Mais Bob Mould est, on le sait, aussi un homme intelligent, qui met en perspective son engagement politique avec les événements de sa propre vie, et qui sait bien que les slogans, même les plus efficaces, ne valent jamais l’expression honnête de doutes pertinents (et impertinents). « Almighty spirit, so high upon Your holy throne / I have a question so simple to answer, won’t take long / This love thy neighbor thing, does it apply to all mankind? / Or only those who fit neatly inside Your narrow lines? » (« Esprit tout-puissant, assis si haut sur ton trône sacré / J’ai une question si simple à te poser, cela ne prendra pas longtemps / Cet amour de ton prochain que tu prêches, s’applique-t-il à toute l’humanité ? / Ou seulement ceux qui s’intègrent parfaitement à l’intérieur de tes lignes si étroites ? », s’amuse Bob sur Forecast of Rain, avant de poser la question qui nous fait mal, à nous ici en France en ce moment : « Is This Blasphemy? »… puisque « My truth is different than your distortions and disguised interpretations twisting the words of ancient times » (« Ma vérité est différente de vos distorsions et interprétations travestissant et déformant les mots des temps anciens »).
Lorsque Blue Hearts se referme sur un The Ocean, seul titre dépassant les trois minutes, qui prend le temps sur un tempo moyen (!) de développer un paysage électrique qui évoque Hüsker Dü, il n’est pas sûr que le vétéran du punk hardcore ait gagné de nouveaux fans, malgré la grande lisibilité de ces titres, qui se soucient clairement, derrière leur violence, de communiquer avec nous.

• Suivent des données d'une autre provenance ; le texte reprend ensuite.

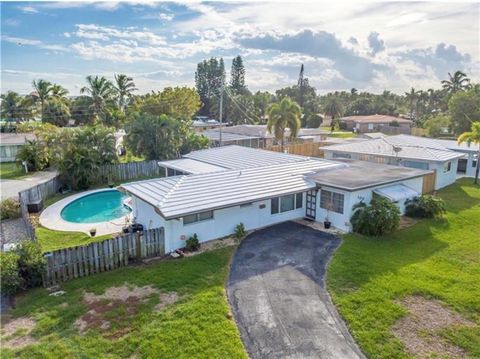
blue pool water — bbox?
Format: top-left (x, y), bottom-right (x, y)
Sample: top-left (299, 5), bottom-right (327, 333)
top-left (60, 190), bottom-right (131, 223)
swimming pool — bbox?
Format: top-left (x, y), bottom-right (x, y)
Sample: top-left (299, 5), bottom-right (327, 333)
top-left (60, 189), bottom-right (132, 223)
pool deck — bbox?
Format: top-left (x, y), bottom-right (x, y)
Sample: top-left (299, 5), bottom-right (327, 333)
top-left (39, 188), bottom-right (130, 236)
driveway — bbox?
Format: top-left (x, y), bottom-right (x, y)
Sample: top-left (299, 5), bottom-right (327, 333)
top-left (227, 222), bottom-right (364, 359)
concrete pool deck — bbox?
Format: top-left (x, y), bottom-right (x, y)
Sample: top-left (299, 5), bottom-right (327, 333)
top-left (39, 188), bottom-right (130, 236)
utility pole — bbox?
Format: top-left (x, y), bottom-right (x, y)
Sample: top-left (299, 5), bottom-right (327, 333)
top-left (219, 79), bottom-right (223, 146)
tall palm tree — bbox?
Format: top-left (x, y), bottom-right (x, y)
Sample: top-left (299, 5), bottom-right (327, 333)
top-left (442, 71), bottom-right (470, 94)
top-left (114, 74), bottom-right (138, 113)
top-left (323, 97), bottom-right (343, 132)
top-left (32, 79), bottom-right (52, 120)
top-left (457, 122), bottom-right (480, 184)
top-left (80, 75), bottom-right (115, 120)
top-left (267, 97), bottom-right (301, 152)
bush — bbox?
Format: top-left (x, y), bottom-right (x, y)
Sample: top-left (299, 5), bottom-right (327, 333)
top-left (0, 252), bottom-right (22, 296)
top-left (0, 198), bottom-right (20, 219)
top-left (185, 233), bottom-right (200, 252)
top-left (12, 240), bottom-right (46, 289)
top-left (405, 194), bottom-right (446, 218)
top-left (350, 196), bottom-right (400, 236)
top-left (235, 222), bottom-right (247, 239)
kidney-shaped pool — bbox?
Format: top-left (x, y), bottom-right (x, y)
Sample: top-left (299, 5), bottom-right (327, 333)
top-left (60, 189), bottom-right (132, 223)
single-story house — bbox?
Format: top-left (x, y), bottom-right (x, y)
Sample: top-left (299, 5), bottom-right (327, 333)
top-left (322, 135), bottom-right (465, 189)
top-left (0, 133), bottom-right (36, 162)
top-left (340, 115), bottom-right (413, 134)
top-left (119, 146), bottom-right (431, 252)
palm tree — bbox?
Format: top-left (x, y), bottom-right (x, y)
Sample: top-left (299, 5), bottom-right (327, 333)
top-left (442, 71), bottom-right (470, 94)
top-left (457, 122), bottom-right (480, 184)
top-left (267, 97), bottom-right (301, 152)
top-left (32, 79), bottom-right (52, 120)
top-left (323, 97), bottom-right (343, 132)
top-left (114, 74), bottom-right (138, 113)
top-left (80, 75), bottom-right (115, 119)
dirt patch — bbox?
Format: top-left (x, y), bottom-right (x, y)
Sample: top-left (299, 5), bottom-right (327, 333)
top-left (74, 285), bottom-right (179, 339)
top-left (1, 317), bottom-right (37, 348)
top-left (392, 296), bottom-right (475, 358)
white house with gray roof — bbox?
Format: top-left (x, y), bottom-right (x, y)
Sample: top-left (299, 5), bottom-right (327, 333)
top-left (322, 135), bottom-right (466, 189)
top-left (119, 146), bottom-right (431, 251)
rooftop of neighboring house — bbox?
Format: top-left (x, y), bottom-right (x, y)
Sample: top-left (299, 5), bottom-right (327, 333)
top-left (322, 135), bottom-right (463, 162)
top-left (0, 133), bottom-right (36, 146)
top-left (340, 115), bottom-right (413, 124)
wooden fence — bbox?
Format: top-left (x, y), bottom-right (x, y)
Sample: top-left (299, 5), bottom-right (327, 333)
top-left (43, 227), bottom-right (165, 287)
top-left (267, 142), bottom-right (323, 157)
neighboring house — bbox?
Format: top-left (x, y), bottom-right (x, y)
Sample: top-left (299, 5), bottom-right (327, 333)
top-left (340, 115), bottom-right (413, 134)
top-left (322, 135), bottom-right (465, 189)
top-left (119, 146), bottom-right (431, 252)
top-left (0, 133), bottom-right (35, 162)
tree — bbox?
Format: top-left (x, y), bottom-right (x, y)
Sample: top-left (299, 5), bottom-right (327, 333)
top-left (323, 97), bottom-right (343, 132)
top-left (80, 75), bottom-right (115, 120)
top-left (43, 98), bottom-right (71, 126)
top-left (230, 55), bottom-right (247, 95)
top-left (114, 74), bottom-right (138, 114)
top-left (195, 57), bottom-right (225, 115)
top-left (442, 71), bottom-right (470, 95)
top-left (448, 89), bottom-right (480, 134)
top-left (32, 79), bottom-right (52, 120)
top-left (267, 97), bottom-right (301, 152)
top-left (457, 122), bottom-right (480, 184)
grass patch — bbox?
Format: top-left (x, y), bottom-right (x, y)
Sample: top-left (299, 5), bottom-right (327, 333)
top-left (2, 247), bottom-right (247, 358)
top-left (0, 162), bottom-right (33, 179)
top-left (35, 227), bottom-right (112, 252)
top-left (328, 179), bottom-right (480, 359)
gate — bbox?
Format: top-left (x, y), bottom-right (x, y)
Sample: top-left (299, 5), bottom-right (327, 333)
top-left (305, 189), bottom-right (318, 220)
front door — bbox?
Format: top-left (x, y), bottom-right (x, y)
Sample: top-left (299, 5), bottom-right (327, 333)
top-left (305, 189), bottom-right (317, 220)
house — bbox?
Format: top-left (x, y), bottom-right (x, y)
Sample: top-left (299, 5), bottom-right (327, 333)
top-left (119, 146), bottom-right (431, 252)
top-left (0, 133), bottom-right (36, 162)
top-left (340, 115), bottom-right (413, 134)
top-left (322, 135), bottom-right (464, 189)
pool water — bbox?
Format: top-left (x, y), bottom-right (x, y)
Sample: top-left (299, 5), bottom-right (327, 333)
top-left (60, 190), bottom-right (131, 223)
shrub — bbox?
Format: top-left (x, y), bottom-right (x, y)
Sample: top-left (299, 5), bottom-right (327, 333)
top-left (0, 198), bottom-right (20, 219)
top-left (405, 194), bottom-right (446, 218)
top-left (12, 240), bottom-right (46, 289)
top-left (350, 196), bottom-right (400, 236)
top-left (235, 222), bottom-right (247, 239)
top-left (185, 233), bottom-right (200, 252)
top-left (0, 252), bottom-right (22, 296)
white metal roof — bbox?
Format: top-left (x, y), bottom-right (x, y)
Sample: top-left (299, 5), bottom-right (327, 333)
top-left (120, 159), bottom-right (346, 219)
top-left (158, 158), bottom-right (225, 174)
top-left (373, 184), bottom-right (420, 202)
top-left (322, 135), bottom-right (463, 162)
top-left (183, 145), bottom-right (308, 169)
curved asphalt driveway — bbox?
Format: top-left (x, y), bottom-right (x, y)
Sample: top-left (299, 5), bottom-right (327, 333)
top-left (227, 222), bottom-right (364, 359)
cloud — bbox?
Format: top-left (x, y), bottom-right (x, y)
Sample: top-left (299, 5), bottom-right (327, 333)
top-left (368, 32), bottom-right (385, 56)
top-left (237, 30), bottom-right (386, 83)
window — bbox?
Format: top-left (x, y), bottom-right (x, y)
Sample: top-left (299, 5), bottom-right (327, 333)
top-left (270, 197), bottom-right (279, 214)
top-left (443, 161), bottom-right (452, 173)
top-left (183, 211), bottom-right (213, 225)
top-left (320, 190), bottom-right (344, 214)
top-left (295, 193), bottom-right (303, 209)
top-left (270, 193), bottom-right (303, 214)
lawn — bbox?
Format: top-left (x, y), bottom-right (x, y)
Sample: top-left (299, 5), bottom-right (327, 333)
top-left (0, 162), bottom-right (29, 179)
top-left (35, 227), bottom-right (112, 252)
top-left (2, 247), bottom-right (247, 358)
top-left (328, 179), bottom-right (480, 359)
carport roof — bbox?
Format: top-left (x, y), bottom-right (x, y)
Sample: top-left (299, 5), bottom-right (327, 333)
top-left (308, 160), bottom-right (432, 191)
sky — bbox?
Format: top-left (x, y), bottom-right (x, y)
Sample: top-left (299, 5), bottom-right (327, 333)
top-left (0, 0), bottom-right (480, 95)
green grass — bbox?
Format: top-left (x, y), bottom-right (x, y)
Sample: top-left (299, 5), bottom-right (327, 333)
top-left (2, 247), bottom-right (247, 358)
top-left (328, 179), bottom-right (480, 359)
top-left (35, 227), bottom-right (112, 252)
top-left (0, 162), bottom-right (32, 179)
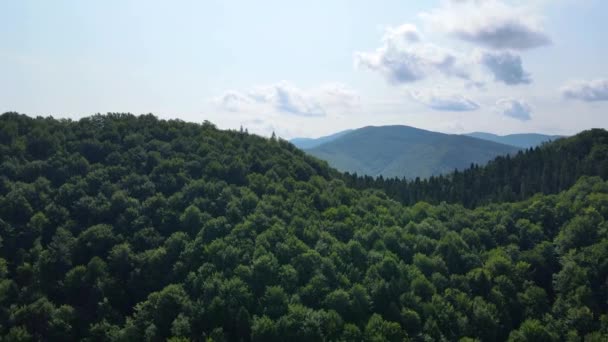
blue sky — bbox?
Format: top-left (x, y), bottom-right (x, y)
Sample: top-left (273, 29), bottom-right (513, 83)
top-left (0, 0), bottom-right (608, 138)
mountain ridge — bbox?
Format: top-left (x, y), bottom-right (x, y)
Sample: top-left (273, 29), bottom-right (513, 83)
top-left (305, 125), bottom-right (519, 179)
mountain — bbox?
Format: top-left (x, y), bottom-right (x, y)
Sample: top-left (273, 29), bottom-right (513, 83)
top-left (0, 113), bottom-right (608, 342)
top-left (345, 129), bottom-right (608, 207)
top-left (464, 132), bottom-right (563, 148)
top-left (289, 129), bottom-right (352, 150)
top-left (306, 126), bottom-right (519, 179)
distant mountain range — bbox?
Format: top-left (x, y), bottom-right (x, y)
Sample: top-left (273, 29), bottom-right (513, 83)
top-left (292, 126), bottom-right (520, 178)
top-left (465, 132), bottom-right (562, 148)
top-left (290, 129), bottom-right (352, 150)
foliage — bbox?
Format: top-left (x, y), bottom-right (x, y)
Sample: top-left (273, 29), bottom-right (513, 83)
top-left (0, 113), bottom-right (608, 341)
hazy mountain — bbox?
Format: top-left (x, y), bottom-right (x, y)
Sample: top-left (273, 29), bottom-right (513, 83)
top-left (289, 129), bottom-right (352, 150)
top-left (306, 126), bottom-right (519, 178)
top-left (464, 132), bottom-right (562, 148)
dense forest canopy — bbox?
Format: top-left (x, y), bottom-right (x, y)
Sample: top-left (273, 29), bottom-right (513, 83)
top-left (0, 113), bottom-right (608, 341)
top-left (344, 129), bottom-right (608, 208)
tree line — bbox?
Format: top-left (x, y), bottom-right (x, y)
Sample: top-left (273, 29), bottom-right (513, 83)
top-left (0, 113), bottom-right (608, 342)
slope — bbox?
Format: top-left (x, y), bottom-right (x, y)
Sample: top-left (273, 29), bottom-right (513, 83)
top-left (345, 129), bottom-right (608, 207)
top-left (289, 129), bottom-right (352, 150)
top-left (0, 113), bottom-right (608, 342)
top-left (306, 126), bottom-right (518, 179)
top-left (464, 132), bottom-right (563, 148)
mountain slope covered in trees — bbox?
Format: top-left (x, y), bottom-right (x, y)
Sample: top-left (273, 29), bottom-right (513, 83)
top-left (0, 113), bottom-right (608, 341)
top-left (345, 129), bottom-right (608, 207)
top-left (306, 126), bottom-right (518, 179)
top-left (289, 129), bottom-right (352, 150)
top-left (465, 132), bottom-right (562, 148)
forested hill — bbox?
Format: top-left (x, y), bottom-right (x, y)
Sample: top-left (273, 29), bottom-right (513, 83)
top-left (345, 129), bottom-right (608, 207)
top-left (0, 113), bottom-right (608, 342)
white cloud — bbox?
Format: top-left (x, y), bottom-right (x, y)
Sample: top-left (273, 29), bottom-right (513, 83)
top-left (478, 51), bottom-right (532, 85)
top-left (561, 79), bottom-right (608, 102)
top-left (421, 0), bottom-right (551, 50)
top-left (409, 91), bottom-right (479, 112)
top-left (496, 99), bottom-right (532, 121)
top-left (214, 81), bottom-right (359, 117)
top-left (355, 24), bottom-right (469, 84)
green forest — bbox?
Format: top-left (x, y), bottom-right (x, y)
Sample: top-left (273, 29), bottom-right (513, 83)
top-left (0, 113), bottom-right (608, 342)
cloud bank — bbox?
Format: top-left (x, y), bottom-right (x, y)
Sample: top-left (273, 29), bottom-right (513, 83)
top-left (496, 99), bottom-right (532, 121)
top-left (214, 81), bottom-right (359, 117)
top-left (409, 91), bottom-right (479, 112)
top-left (561, 79), bottom-right (608, 102)
top-left (479, 51), bottom-right (532, 85)
top-left (421, 0), bottom-right (551, 50)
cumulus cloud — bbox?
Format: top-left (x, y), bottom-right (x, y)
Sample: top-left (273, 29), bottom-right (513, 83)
top-left (421, 0), bottom-right (551, 50)
top-left (478, 51), bottom-right (532, 85)
top-left (409, 91), bottom-right (479, 112)
top-left (214, 81), bottom-right (358, 117)
top-left (561, 79), bottom-right (608, 102)
top-left (496, 99), bottom-right (532, 121)
top-left (355, 24), bottom-right (469, 84)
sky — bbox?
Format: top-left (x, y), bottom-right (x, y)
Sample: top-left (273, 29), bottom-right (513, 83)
top-left (0, 0), bottom-right (608, 139)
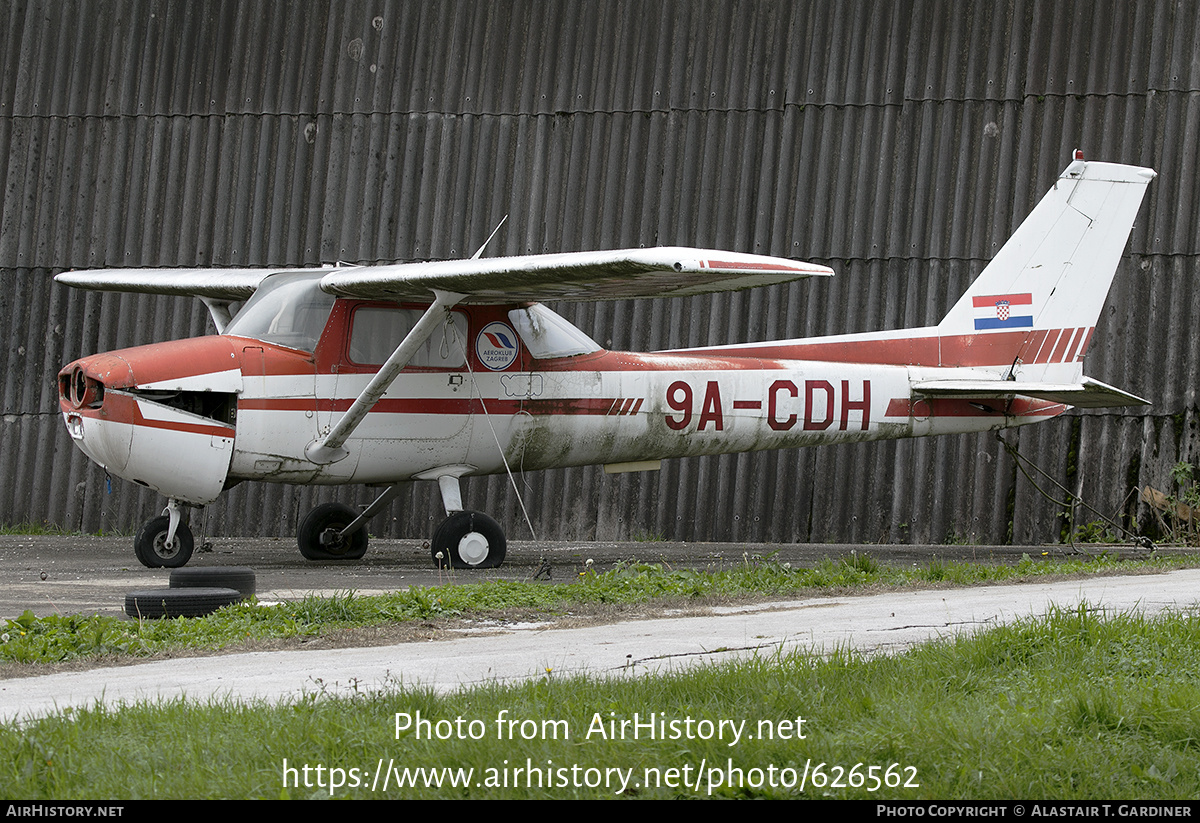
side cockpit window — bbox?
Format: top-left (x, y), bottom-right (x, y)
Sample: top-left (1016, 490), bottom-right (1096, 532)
top-left (224, 271), bottom-right (334, 353)
top-left (349, 306), bottom-right (467, 368)
top-left (509, 302), bottom-right (600, 360)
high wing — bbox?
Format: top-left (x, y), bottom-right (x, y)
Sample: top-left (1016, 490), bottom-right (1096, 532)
top-left (55, 247), bottom-right (833, 304)
top-left (320, 247), bottom-right (833, 304)
top-left (54, 269), bottom-right (289, 300)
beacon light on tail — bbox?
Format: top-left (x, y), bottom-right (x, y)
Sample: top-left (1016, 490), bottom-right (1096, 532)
top-left (56, 156), bottom-right (1154, 567)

Beaucoup de gens, habitués à (intoxiqués par ?) des musiques qui nous caressent dans le sens du poil (du portefeuille ?), s’effraieront certainement devant le boucan que fait cet album (TO PLAYED AT MAXIMUM VOLUME !!!, comme on disait autrefois…). Les autres seront rassurés : la lutte continue, et les prêcheurs de haine, d’inégalité et de division n’ont pas encore gagné la partie.